As an immigrant, Samuel Insull arrived in America with no money. He’d worked hard and studied, he took risks and looked for opportunities. He’d gained a lot of wealth, and in the process, he’d created income for millions of other people, lifting them from the lower classes to the middle class. He’d benefitted from the chances which are made available in a free economy.

But when the government took the economy’s freedom away, by regulating and taxing, the income went away, too. Even though the government thought it was doing something to help people, it was actually harming them.

Although Samuel Insull was the most dramatic victim of the government’s terrible mistake, he wasn’t the only victim. Millions of Americans would suffer through the Great Depression. Their suffering could have been avoided if the government had simply done nothing.

Insull became a symbol, both for amazing possibilities offered by America’s free economy, and for the misery and anger caused by governmental regulation.

In 1938, Samuel Insull, who’d fled America for France (oh the irony), died of a heart attack in a Paris subway station. He had eight cents in his pocket.

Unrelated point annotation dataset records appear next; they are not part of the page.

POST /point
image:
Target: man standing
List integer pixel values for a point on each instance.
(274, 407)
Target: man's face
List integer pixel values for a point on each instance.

It was a sad and lonely ending for a man who exemplified the American dream by bringing affordable electricity to millions.

He’d done nothing wrong and nothing illegal. He’d been praised by millions of people around the nation, people who’d benefitted materially from his work. When people suddenly felt sharp economic pain, they lashed out blindly, needing someone to blame and to punish. Samuel Insull was an innocent man who was also a convenient target.

Forced to defend himself at trial, he said:

I find myself somewhat in this sort of situation. What I did, when I did it, was honest; now, through changed conditions, what I did may or may not be called honest. Politics demand, therefore, that I be brought to trial; but what is really being brought to trial is the system I represented.

The sad fact is that innocent men are sometimes made into scapegoats simply because people are angry and don’t know who to blame.